Nurse Conference 2013 - Lisa Ventola

Nurses Conference 2013 - Misconceptions Myths & Misdiagnosis

- Lisa Ventola

 

Good afternoon everyone. Thank you for coming and spending your Saturday, giving up your Saturday to spend the day with us. My name is Lisa Ventola. I am nurse practitioner at Robert Wood Johnson University Hospital in New Jersey. I work with a team that responds to rapid responses, emergency responses around the hospital. Before that I was a nurse on a surgical floor taking care of post-op patients and then I did some years in the ICU.

 

Endometriosis is a topic I am very passionate about because I suffered with it for many years. I had terrible periods as a young woman but so did my mother and so did my grandmother. So, I just dealt with it because it was my norm. In my mid to late 20s I started having symptoms that were not the norm. I had a lot of pain after bowel movements, a lot of pain after sex, even with urinating.

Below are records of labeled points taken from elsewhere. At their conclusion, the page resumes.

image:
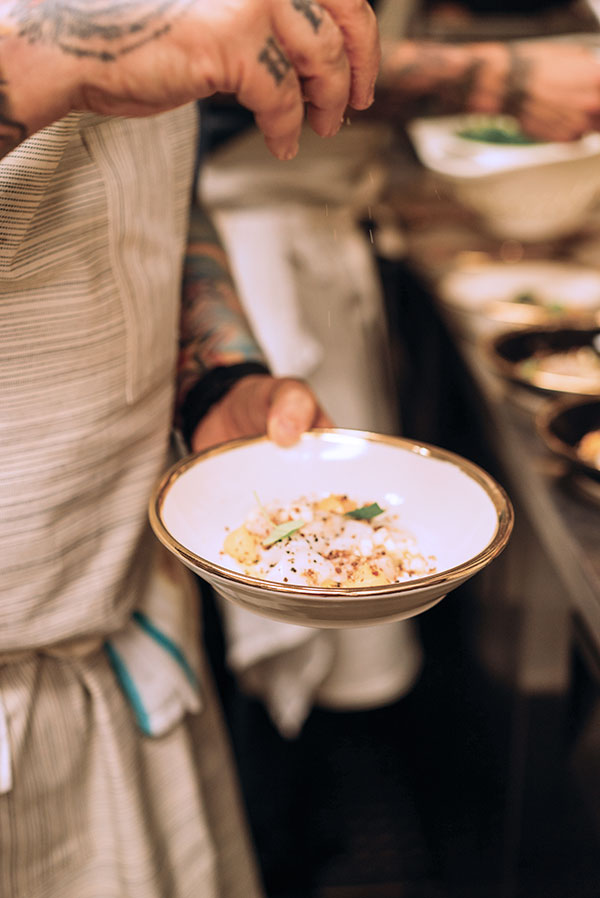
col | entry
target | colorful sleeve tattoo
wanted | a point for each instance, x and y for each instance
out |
(214, 330)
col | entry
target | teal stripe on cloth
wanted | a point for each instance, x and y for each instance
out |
(129, 687)
(172, 648)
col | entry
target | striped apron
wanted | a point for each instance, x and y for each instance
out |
(90, 268)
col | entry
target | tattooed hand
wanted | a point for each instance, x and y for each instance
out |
(283, 408)
(553, 89)
(138, 57)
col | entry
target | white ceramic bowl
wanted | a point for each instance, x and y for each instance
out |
(481, 298)
(455, 510)
(533, 192)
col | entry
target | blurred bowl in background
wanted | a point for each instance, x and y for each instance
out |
(524, 191)
(571, 429)
(484, 298)
(551, 360)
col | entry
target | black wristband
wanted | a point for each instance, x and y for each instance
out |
(209, 389)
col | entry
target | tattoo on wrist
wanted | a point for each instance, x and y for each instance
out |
(273, 57)
(311, 11)
(11, 133)
(94, 28)
(516, 91)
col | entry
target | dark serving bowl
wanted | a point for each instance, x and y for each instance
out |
(518, 355)
(562, 425)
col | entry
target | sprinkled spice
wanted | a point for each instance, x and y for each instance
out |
(327, 541)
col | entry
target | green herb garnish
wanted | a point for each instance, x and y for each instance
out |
(281, 531)
(365, 512)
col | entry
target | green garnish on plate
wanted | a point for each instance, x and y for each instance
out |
(365, 512)
(282, 531)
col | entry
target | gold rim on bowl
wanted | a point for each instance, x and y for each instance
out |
(499, 497)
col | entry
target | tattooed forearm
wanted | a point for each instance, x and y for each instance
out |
(11, 133)
(517, 82)
(213, 330)
(94, 28)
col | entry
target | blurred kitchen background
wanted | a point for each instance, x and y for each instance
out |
(481, 779)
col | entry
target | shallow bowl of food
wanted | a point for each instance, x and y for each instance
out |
(387, 526)
(526, 190)
(483, 298)
(571, 429)
(550, 360)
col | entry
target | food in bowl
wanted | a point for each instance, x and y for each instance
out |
(578, 361)
(327, 541)
(531, 298)
(588, 448)
(497, 129)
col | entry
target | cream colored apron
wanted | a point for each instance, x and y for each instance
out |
(93, 217)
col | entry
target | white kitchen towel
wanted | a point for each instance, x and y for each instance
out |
(156, 656)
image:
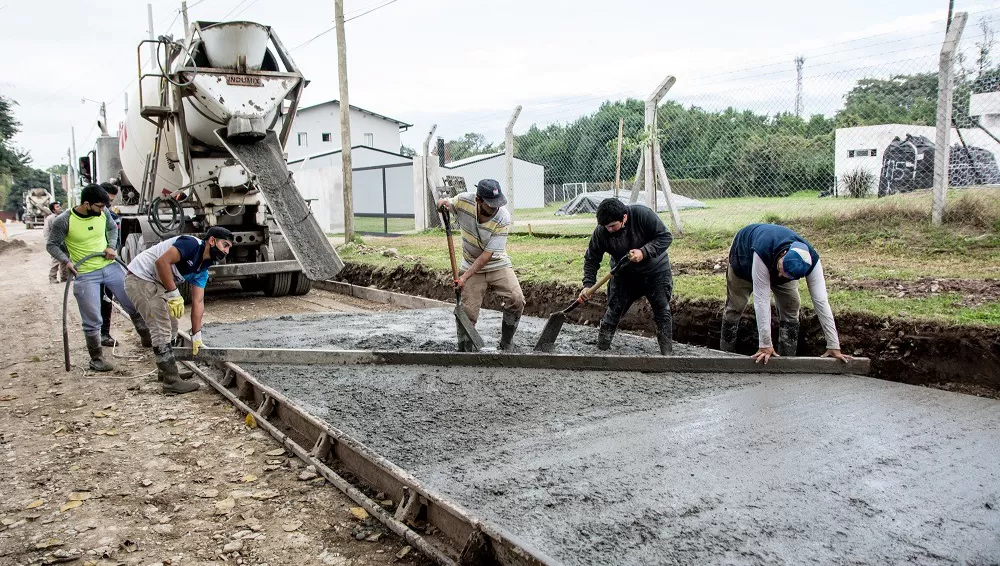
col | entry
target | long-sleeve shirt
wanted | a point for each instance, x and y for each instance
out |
(82, 244)
(643, 230)
(817, 290)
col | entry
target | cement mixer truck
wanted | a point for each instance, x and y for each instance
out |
(202, 145)
(36, 207)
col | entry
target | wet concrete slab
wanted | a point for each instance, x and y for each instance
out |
(633, 468)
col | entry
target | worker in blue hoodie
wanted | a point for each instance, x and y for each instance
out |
(766, 258)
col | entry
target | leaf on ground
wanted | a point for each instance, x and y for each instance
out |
(70, 505)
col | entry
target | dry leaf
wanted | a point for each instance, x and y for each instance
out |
(70, 505)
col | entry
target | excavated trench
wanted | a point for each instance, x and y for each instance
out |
(965, 359)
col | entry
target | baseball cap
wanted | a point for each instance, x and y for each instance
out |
(489, 191)
(797, 261)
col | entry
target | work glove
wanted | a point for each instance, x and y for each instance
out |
(176, 303)
(196, 343)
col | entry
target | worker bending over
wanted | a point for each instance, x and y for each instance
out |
(766, 258)
(485, 222)
(636, 234)
(152, 283)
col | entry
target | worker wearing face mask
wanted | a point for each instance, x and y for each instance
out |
(632, 233)
(81, 231)
(152, 283)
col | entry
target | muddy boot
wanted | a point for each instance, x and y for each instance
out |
(166, 367)
(604, 336)
(727, 341)
(507, 329)
(664, 338)
(97, 362)
(142, 330)
(788, 338)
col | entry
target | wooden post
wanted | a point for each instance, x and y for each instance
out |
(946, 72)
(618, 166)
(345, 122)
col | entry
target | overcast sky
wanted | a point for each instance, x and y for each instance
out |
(465, 64)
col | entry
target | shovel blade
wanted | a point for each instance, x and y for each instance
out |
(466, 327)
(547, 339)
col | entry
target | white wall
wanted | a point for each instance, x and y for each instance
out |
(879, 137)
(529, 179)
(325, 118)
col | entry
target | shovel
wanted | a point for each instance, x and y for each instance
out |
(547, 340)
(465, 325)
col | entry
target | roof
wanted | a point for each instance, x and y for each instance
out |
(359, 109)
(353, 147)
(483, 157)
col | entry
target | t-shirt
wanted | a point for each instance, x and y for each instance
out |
(490, 236)
(191, 267)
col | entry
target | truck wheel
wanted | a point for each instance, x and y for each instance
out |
(300, 284)
(277, 284)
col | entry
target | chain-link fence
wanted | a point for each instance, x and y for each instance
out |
(797, 135)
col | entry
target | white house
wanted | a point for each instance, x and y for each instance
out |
(316, 130)
(529, 178)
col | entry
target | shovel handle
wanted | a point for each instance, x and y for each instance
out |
(451, 243)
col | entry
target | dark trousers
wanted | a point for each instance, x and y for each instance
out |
(626, 289)
(106, 308)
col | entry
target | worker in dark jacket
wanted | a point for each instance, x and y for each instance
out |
(636, 234)
(766, 258)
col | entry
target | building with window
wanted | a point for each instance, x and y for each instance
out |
(316, 130)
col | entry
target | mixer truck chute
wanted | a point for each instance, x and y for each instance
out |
(203, 147)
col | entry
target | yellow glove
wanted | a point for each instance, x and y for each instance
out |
(196, 343)
(175, 302)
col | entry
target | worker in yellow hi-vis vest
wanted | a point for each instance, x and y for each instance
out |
(80, 231)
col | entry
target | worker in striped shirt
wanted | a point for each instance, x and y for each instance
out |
(484, 222)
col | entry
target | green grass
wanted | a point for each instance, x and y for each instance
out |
(864, 239)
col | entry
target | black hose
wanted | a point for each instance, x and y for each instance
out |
(69, 277)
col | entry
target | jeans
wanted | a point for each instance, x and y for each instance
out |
(87, 290)
(626, 289)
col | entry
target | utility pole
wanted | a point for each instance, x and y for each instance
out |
(345, 122)
(799, 61)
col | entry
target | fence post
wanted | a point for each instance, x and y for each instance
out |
(430, 203)
(508, 150)
(942, 145)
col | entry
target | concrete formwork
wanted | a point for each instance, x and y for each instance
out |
(641, 468)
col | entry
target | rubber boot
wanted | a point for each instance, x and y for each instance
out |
(507, 329)
(166, 367)
(788, 338)
(142, 330)
(727, 340)
(97, 362)
(604, 336)
(665, 339)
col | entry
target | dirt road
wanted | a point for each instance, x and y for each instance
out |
(104, 468)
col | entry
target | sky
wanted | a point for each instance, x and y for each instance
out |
(465, 64)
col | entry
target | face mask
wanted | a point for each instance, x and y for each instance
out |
(216, 254)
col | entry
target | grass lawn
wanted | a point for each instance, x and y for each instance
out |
(858, 239)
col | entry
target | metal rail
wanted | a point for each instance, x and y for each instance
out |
(462, 539)
(647, 364)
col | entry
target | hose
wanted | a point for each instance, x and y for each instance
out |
(69, 278)
(176, 223)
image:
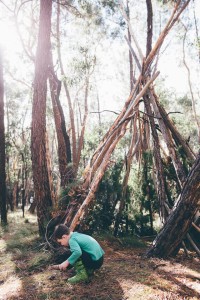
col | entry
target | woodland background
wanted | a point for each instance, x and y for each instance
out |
(67, 70)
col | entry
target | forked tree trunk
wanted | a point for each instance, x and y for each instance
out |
(181, 218)
(64, 148)
(2, 151)
(42, 187)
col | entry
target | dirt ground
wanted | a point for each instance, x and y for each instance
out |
(124, 275)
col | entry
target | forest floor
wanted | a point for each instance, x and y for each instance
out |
(25, 272)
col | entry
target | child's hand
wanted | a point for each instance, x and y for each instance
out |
(63, 266)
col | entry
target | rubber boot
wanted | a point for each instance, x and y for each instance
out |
(81, 274)
(90, 272)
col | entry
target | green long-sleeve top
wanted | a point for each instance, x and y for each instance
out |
(79, 242)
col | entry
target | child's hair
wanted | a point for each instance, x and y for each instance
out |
(60, 230)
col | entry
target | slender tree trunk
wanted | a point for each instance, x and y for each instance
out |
(181, 218)
(71, 111)
(2, 151)
(64, 148)
(42, 189)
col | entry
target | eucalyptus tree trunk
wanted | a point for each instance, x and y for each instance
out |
(64, 147)
(42, 186)
(181, 218)
(2, 150)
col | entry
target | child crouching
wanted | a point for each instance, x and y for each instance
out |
(86, 253)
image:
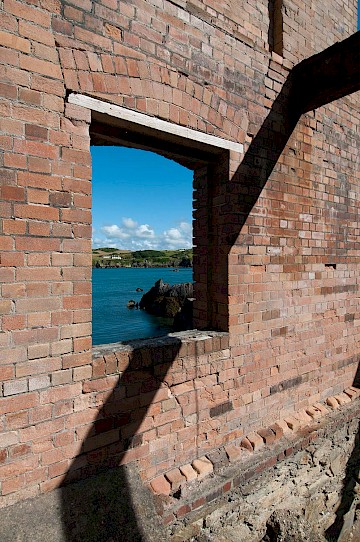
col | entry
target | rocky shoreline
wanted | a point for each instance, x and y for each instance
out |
(168, 301)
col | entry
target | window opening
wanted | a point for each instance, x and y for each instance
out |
(276, 26)
(142, 232)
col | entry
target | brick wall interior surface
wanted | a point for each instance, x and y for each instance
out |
(276, 258)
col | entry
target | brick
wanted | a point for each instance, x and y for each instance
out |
(203, 467)
(332, 402)
(246, 444)
(342, 399)
(160, 486)
(188, 472)
(313, 412)
(176, 479)
(322, 408)
(255, 440)
(8, 439)
(233, 452)
(293, 423)
(283, 426)
(351, 393)
(15, 387)
(267, 435)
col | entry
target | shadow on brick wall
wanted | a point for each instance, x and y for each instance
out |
(346, 511)
(260, 159)
(108, 502)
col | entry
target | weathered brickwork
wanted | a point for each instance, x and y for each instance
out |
(276, 229)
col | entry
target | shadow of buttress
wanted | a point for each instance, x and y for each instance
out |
(110, 504)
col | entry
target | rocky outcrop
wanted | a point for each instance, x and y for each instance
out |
(170, 302)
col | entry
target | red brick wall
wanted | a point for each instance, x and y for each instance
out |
(280, 257)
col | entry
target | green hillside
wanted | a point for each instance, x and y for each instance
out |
(113, 257)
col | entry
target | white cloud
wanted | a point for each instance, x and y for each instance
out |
(129, 223)
(115, 231)
(180, 237)
(131, 235)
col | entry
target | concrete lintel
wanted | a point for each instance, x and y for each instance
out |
(152, 122)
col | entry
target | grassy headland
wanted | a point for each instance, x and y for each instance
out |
(113, 257)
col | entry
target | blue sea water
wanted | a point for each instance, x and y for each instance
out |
(113, 288)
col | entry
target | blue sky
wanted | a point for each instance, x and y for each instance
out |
(140, 200)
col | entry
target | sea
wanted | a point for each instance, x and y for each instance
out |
(112, 320)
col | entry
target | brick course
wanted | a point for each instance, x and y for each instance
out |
(276, 259)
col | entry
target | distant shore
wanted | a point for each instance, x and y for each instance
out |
(108, 257)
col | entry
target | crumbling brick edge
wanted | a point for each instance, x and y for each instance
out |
(181, 493)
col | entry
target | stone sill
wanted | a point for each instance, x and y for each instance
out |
(141, 353)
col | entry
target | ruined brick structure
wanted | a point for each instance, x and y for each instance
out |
(276, 228)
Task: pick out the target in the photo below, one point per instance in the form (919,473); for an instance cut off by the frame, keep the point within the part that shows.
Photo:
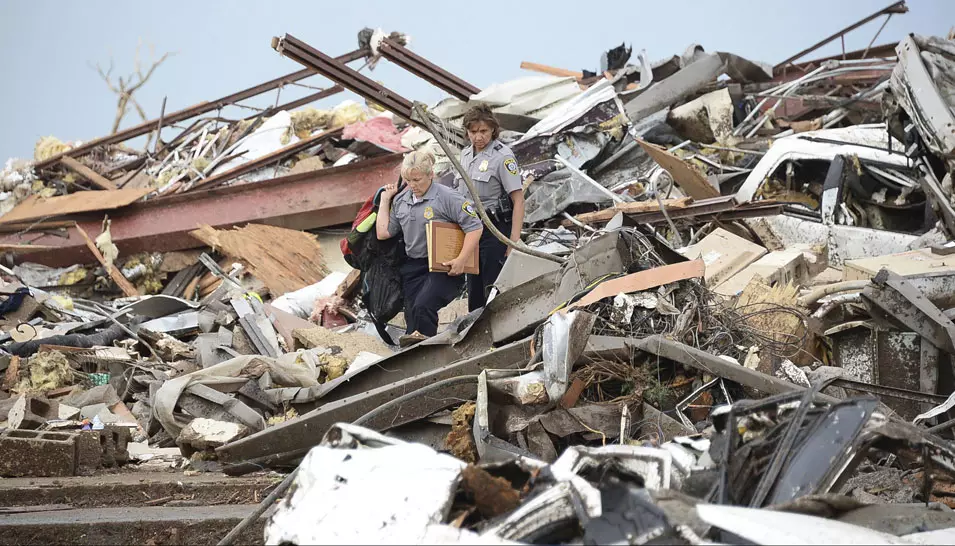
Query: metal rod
(896,7)
(872,41)
(613,197)
(162,115)
(428,71)
(193,111)
(516,245)
(578,223)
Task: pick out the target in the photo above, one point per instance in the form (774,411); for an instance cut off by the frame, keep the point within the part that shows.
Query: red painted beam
(303,201)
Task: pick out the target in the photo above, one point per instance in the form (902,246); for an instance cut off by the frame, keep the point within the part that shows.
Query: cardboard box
(913,262)
(724,254)
(780,267)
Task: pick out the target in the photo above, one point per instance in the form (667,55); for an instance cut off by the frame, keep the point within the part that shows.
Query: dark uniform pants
(491,260)
(425,294)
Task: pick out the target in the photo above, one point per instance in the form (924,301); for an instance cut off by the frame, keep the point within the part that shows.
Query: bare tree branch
(125,87)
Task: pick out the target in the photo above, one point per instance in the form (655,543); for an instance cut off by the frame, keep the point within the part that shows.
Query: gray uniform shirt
(410,216)
(494,171)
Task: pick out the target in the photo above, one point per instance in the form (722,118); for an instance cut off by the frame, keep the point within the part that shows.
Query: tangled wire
(688,312)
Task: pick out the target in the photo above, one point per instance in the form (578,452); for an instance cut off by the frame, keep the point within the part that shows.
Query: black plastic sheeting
(83,341)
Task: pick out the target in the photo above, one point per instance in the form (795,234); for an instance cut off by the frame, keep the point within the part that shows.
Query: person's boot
(413,338)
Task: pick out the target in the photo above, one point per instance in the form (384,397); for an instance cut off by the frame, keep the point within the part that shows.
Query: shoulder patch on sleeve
(511,165)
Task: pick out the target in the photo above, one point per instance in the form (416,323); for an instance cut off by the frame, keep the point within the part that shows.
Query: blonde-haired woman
(408,213)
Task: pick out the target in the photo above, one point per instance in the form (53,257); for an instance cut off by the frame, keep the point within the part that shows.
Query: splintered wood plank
(283,259)
(605,215)
(35,207)
(94,177)
(689,179)
(114,273)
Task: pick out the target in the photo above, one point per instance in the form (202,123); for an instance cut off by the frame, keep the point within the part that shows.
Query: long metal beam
(307,430)
(198,109)
(315,60)
(426,70)
(303,201)
(267,159)
(896,7)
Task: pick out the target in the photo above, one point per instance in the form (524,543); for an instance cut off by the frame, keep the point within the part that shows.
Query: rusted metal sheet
(35,207)
(315,60)
(198,109)
(358,83)
(304,201)
(426,70)
(894,300)
(896,7)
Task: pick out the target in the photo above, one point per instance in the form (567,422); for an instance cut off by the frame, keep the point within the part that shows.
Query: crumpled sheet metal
(565,338)
(359,486)
(555,192)
(341,496)
(774,527)
(868,142)
(653,466)
(292,369)
(924,84)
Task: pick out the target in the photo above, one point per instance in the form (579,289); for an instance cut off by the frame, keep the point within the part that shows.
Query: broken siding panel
(34,207)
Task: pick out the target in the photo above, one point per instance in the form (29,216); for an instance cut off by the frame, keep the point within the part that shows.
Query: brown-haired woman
(496,175)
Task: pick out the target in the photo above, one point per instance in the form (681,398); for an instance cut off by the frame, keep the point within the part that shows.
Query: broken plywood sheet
(691,181)
(724,254)
(642,280)
(283,259)
(35,207)
(782,267)
(914,262)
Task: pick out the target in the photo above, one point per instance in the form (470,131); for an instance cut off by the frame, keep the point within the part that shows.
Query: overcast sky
(47,86)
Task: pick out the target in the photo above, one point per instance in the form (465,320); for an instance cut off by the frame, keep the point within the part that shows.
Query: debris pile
(736,295)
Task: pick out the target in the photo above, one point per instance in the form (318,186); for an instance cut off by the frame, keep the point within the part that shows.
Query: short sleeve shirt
(494,170)
(410,216)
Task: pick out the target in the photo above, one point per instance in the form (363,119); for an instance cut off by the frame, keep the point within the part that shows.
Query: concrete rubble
(746,332)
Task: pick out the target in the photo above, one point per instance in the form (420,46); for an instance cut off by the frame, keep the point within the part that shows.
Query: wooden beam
(114,273)
(553,71)
(266,160)
(605,215)
(94,177)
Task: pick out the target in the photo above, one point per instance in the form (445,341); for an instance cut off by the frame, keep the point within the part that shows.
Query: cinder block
(37,454)
(89,451)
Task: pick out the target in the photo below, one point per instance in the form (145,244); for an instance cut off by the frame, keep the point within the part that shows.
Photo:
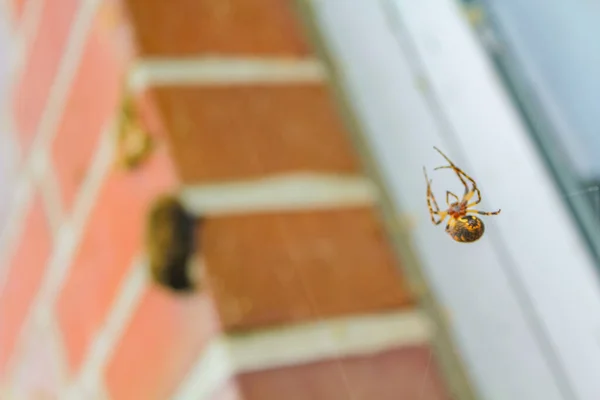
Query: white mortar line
(26,33)
(69,236)
(89,382)
(151,72)
(299,191)
(230,355)
(67,70)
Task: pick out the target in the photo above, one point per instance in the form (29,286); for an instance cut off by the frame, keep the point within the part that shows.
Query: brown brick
(282,268)
(163,340)
(230,27)
(404,373)
(226,133)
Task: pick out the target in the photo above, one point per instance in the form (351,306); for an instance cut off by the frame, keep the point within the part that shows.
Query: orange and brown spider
(461,227)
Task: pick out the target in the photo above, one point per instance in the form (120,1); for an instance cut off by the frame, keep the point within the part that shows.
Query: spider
(461,227)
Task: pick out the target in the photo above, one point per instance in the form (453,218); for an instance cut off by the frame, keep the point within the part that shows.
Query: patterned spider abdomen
(465,229)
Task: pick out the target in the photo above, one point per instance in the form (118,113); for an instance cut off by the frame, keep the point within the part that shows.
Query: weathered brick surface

I went to see my gyno who thought my symptoms were all GI related and after seeing a gastroenterologist who sent me for endoscopies and colonoscopies and every other test you could imagine, I was diagnosed with IBS and maybe some anxiety. In my early to mid 30s my symptoms worsened in that my episodes sort of became more frequent and my pain had increased, so much so that I actually had to pre-medicate before every bowel movement. I was taking 800 to 1000 mg of Motrin every single time I had to go to the bathroom, if you could believe that.

 

One day I was at work, I was working in the ICU at the time and I was having a very busy day. I ran quickly to the bathroom and I forgot. I forgot to take my pain medication. Within a few minutes I was in excruciating pain and when I saw my chance I ran back and took my pain medication, and then I actually ran into the supply closet. You know those hot packs you can sort of break and they get nice and toasty? I shoved those down my scrub pants, about eight or ten of them and then went to sit at the nurses' station so I could chart. A physician I was friendly with at the time noticed I was in terrible pain and after a brief conversation we had he turned to me and said, "You know, you have endometriosis". He was an infectious disease doctor by the way.

 

Two surgeries later I was diagnosed with endometriosis but I was really no better. I was still in a lot of pain, still taking a lot of pain medication and at 38, almost 20 years later, my symptoms had become so severe that I was really not functioning at all, I was missing a lot of work, I was unable to have sex at all and I had to be near a bathroom at all times because I had to urinate every 30 minutes. God forbid, I waited any longer than that I was in agony. I knew I was very sick and I needed some real help. So at 41 I found Dr. Seckin. I had my third surgery here in New York. But because, you know, my diagnosis was so delayed, and I did not get the treatment that I needed, I had to have a hysterectomy if I wanted any sort of good quality of life whatsoever. So that is the bad news.

 

The good news is that I am completely pain free. I have no pain with bowel movements, no pain with intimacy. I have a normal life again for the first time in almost 20 years. I know that Dr. Seckin is probably tired of all the accolades but there are really no superlatives for me to describe how grateful I am because he really has given me my life back. And so I thank you.

 

I really want you to ask yourself like if something like this can happen to someone like me, medically educated, working in the hospital every day, with physicians on a surgical floor, I sought what I thought was good medical care. I went to the doctor all the time. Just imagine for one moment what the lay person who has no medical, no clinical knowledge whatsoever goes through on a daily basis, because it really is quite frightening. A hysterectomy at 41, which is still young even to have children, is not always the end result but it can be for a young woman who either does not get diagnosed at an early age or gets diagnosed and does not get the right treatment. It is really important to keep that always in the back of your mind.

 

What I would really like to do now is clarify some myths. There are a lot of myths associated with endometriosis. You hear about them in conversation and you read about them on the internet. I just want to talk about a few. Endometriosis is rare in teenagers and young women. It has typically been associated with women that are in their 20s and 30s because teens when they have their symptoms early on think it is just bad periods. It is not until the disease progresses like it did for me and the symptoms occurred other times other than their period that they actually become concerned and seek help. That is why we associate it with older women.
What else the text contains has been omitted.